Jan-Dirk Seiler-Hausmann was project leader in the Working Group ‘Eco-efficiency and Sustainable Enterprises’ at the Wuppertal Institute for Climate, Environment and Energy. Together with Ernst Ulrich von Weizsäcker, he published a collection of essays on eco-efficiency (Ökoeffizienz: Management der Zukunft; Birkhäuser, 1999). He organised the international conference ‘From Eco-efficiency to Sustainability in Enterprises’ held alongside the ENVITEC trade fair in Düsseldorf in 2001. The proceedings of the conference are documented in a book of the same name published with Ernst Ulrich von Weizsäcker and Björn Stigson. In 2001–2002 he spent six months as a visiting researcher at the Institute for Global Environmental Strategies in Japan before joining sustainability communications at Henkel.

 
Dr Christa Liedtke, born in 1964, studied biology and theology. Since 1993, she has been working as project leader at the Wuppertal Institute, Division for Material Flows and Structural Change, advancing in 1995 to team leader for product-related material flow analysis and sustainable management systems. Since 2000 she has been working as head of the Working Group ‘Eco-efficiency and Sustainable Enterprises’, now ‘Research Group Sustainable Production and Consumption’, which is concerned with developing workable concepts, tools and management systems that support economic, ecological and social sustainability in industries, enterprises and product lines

 
Dr Ernst Ulrich von Weizsäcker is a member of the German parliament, and, since 2002, chairman of the Parliamentary Committee on Environment, Nature Conservation and Nuclear Safety.
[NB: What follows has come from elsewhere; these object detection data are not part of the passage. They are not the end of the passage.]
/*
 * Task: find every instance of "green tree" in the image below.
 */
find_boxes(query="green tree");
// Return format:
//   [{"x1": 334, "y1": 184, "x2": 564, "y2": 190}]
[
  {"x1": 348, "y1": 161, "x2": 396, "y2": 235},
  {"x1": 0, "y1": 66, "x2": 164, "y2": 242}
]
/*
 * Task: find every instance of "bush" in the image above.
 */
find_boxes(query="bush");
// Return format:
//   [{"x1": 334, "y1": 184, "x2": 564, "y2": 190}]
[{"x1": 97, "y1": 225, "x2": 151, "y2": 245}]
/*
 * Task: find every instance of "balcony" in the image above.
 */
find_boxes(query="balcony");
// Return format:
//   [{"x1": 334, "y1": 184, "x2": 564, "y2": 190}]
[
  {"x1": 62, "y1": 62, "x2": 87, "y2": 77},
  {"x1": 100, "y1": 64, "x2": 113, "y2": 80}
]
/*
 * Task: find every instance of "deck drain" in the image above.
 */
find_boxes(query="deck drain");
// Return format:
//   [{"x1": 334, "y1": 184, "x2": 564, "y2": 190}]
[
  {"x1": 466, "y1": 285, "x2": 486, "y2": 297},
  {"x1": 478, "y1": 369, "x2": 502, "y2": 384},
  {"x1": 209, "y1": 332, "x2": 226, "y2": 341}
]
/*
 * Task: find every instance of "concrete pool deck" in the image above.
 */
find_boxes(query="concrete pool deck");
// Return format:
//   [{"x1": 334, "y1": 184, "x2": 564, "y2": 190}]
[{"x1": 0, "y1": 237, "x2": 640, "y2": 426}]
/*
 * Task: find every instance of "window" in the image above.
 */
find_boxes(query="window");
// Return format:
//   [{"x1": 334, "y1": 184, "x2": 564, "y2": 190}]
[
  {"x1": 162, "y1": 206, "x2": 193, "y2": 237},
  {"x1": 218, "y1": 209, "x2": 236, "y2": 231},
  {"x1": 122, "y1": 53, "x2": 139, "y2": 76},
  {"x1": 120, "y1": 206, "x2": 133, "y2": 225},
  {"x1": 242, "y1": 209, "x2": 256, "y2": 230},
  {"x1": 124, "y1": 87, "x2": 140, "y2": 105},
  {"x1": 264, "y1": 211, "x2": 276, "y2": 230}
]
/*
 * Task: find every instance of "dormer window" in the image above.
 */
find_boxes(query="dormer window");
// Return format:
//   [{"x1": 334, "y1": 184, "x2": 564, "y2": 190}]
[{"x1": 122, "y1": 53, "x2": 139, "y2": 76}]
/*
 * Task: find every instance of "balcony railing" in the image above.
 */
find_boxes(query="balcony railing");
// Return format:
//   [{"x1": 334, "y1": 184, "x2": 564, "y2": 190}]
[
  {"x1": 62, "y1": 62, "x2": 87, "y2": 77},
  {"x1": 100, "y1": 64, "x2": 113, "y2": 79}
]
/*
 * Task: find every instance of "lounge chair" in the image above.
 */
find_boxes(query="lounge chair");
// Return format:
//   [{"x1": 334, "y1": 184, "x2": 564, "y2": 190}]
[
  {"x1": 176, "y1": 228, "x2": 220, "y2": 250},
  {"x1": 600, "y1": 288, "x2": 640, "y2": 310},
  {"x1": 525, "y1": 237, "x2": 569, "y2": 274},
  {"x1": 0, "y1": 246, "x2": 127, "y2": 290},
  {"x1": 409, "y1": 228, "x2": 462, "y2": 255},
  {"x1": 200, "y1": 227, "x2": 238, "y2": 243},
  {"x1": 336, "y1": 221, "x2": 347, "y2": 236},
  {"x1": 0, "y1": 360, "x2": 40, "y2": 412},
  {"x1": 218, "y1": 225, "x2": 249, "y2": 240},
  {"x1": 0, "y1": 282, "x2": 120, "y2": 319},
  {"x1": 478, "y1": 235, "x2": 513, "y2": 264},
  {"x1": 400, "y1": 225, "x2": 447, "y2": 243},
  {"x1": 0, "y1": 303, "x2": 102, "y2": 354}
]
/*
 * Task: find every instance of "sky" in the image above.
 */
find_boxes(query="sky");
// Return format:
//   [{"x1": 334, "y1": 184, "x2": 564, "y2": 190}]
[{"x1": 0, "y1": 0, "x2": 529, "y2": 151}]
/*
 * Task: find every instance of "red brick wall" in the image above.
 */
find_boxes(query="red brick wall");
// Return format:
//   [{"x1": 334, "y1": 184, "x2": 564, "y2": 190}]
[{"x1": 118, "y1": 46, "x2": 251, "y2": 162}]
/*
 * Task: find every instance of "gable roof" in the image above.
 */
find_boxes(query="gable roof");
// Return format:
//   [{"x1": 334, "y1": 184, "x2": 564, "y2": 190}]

He has also been chairman of the Parliamentary Study Commission ‘Globalisation of the Economy: Challenges and Answers’ (2000–2002), and, previously, president of the Wuppertal Institute for Climate, Environment and Energy from 1991 to 2000. He is a member of the Club of Rome and of the ILO Commission on the Social Dimension of Globalisation. With Amory Lovins and L. Hunter Lovins, he wrote the landmark book, Factor Four: Doubling Wealth, Halving Resource Use (Earthscan Publications, 1997).